I headed back to work and waited hours for her to call with the results. Finally my phone rang. It's very hard to hold back feelings in an open office, but I tried my best. She told me I was right about my feelings and that there was a 3cm cyst found on my left ovary. She explained that they could not be sure if this was a normal hemorrhagic cyst, or something called an endometrioma. Endometriomas are masses/cysts that arise from the growth of endometrial tissue on the ovaries. They are sometimes called "chocolate-cysts" because they are filled with a thick brownish fluid.

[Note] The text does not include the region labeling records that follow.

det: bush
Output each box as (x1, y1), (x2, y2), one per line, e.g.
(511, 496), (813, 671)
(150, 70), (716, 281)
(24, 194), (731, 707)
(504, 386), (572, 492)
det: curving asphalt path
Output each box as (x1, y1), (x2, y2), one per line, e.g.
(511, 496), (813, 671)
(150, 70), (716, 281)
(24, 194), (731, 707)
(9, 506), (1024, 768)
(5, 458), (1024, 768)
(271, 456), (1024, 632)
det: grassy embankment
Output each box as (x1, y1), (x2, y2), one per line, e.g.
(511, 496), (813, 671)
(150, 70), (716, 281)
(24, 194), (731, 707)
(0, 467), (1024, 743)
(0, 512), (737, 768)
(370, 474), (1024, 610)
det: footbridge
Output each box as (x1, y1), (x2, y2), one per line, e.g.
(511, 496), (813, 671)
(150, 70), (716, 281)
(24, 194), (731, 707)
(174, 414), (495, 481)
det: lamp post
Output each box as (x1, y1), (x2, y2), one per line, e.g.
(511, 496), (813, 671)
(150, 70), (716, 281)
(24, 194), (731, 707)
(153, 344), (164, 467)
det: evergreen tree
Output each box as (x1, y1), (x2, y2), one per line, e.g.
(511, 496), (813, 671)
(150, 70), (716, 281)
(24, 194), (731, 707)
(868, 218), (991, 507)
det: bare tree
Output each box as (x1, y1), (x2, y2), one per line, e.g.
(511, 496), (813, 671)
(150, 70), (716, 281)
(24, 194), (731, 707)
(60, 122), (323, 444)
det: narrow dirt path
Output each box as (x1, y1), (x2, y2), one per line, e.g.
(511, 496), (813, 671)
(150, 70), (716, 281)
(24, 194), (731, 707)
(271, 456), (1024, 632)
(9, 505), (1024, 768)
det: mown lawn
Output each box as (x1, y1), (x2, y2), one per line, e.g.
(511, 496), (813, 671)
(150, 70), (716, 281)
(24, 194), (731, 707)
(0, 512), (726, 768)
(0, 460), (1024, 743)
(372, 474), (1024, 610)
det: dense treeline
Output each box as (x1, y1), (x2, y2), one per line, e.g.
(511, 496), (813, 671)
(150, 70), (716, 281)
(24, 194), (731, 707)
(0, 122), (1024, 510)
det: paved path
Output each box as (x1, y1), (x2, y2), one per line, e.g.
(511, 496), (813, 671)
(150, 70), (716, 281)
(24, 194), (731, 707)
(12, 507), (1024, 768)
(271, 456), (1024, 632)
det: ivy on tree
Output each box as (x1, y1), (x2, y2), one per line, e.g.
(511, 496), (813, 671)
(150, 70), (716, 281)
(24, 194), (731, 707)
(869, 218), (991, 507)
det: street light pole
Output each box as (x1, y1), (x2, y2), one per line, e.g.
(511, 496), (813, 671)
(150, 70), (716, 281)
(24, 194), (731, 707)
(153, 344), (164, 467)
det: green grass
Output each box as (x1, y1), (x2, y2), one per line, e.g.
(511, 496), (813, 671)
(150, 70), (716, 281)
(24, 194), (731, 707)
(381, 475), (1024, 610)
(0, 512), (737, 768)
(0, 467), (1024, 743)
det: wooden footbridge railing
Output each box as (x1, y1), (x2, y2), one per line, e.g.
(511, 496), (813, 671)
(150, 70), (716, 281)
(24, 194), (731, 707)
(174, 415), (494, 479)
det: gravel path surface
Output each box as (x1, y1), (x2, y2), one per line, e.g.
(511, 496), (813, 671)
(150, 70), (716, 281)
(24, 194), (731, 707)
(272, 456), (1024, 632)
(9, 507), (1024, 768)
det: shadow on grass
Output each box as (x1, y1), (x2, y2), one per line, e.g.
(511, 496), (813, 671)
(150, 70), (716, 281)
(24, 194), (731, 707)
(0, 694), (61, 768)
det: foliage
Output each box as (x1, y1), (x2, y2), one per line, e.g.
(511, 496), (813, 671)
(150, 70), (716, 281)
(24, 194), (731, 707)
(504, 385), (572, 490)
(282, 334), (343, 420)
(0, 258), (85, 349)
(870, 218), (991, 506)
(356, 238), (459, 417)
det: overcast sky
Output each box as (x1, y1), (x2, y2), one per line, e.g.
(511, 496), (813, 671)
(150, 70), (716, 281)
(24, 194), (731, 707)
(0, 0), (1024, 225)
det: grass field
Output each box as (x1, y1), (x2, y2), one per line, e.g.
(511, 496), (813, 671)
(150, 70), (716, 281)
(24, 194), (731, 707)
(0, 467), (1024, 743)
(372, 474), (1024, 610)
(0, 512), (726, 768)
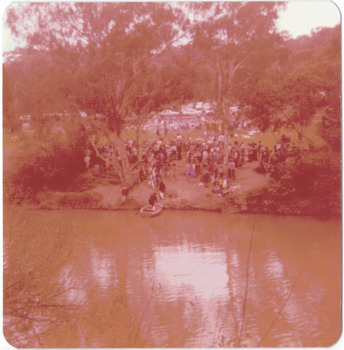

Unlike hemorrhagic cysts, endometriomas will not burst or dissolve on their own and need to be manually removed. These are considered to be one of the most serious threats to a woman's reproductive potential and can place women at a higher risk for ovarian cancer. My doctor apologized over again for having to deliver this news, but at the time I was still trying to process everything. She applauded me for being able to distinguish symptoms between the cyst, GI and endometriosis. We scheduled a follow up ultrasound for six weeks later (July 1st) when we would see if the cyst had gone away, or if it was still present, suggesting an endometrioma. After getting off the phone I became overwhelmed and terrified and angry again. I spent the next 15 minutes in the bathroom crying (apologies to my coworkers who heard the crazy girl weeping). I have since calmed down, but I am still angry that I am dealing with this just six months after surgery. I was supposed to be in the clear for at least a few years. In a few weeks, I could potentially be scheduling another surgery. I am grateful for even having a diagnosis and a treatment plan, and I do realize that many women never find relief, but I just want so badly to feel normal again.
So this is where I'm at right now. My swelling has gone down, but I can still feel the cyst, so I know that today it's still there. I was told that a normal cyst would go away within a couple weeks. Some women experience debilitating pain when a cyst bursts, but I'm trying not to dwell on that. I'm essentially playing an interactive game of Russian Roulette, just waiting to see if this volcano will erupt.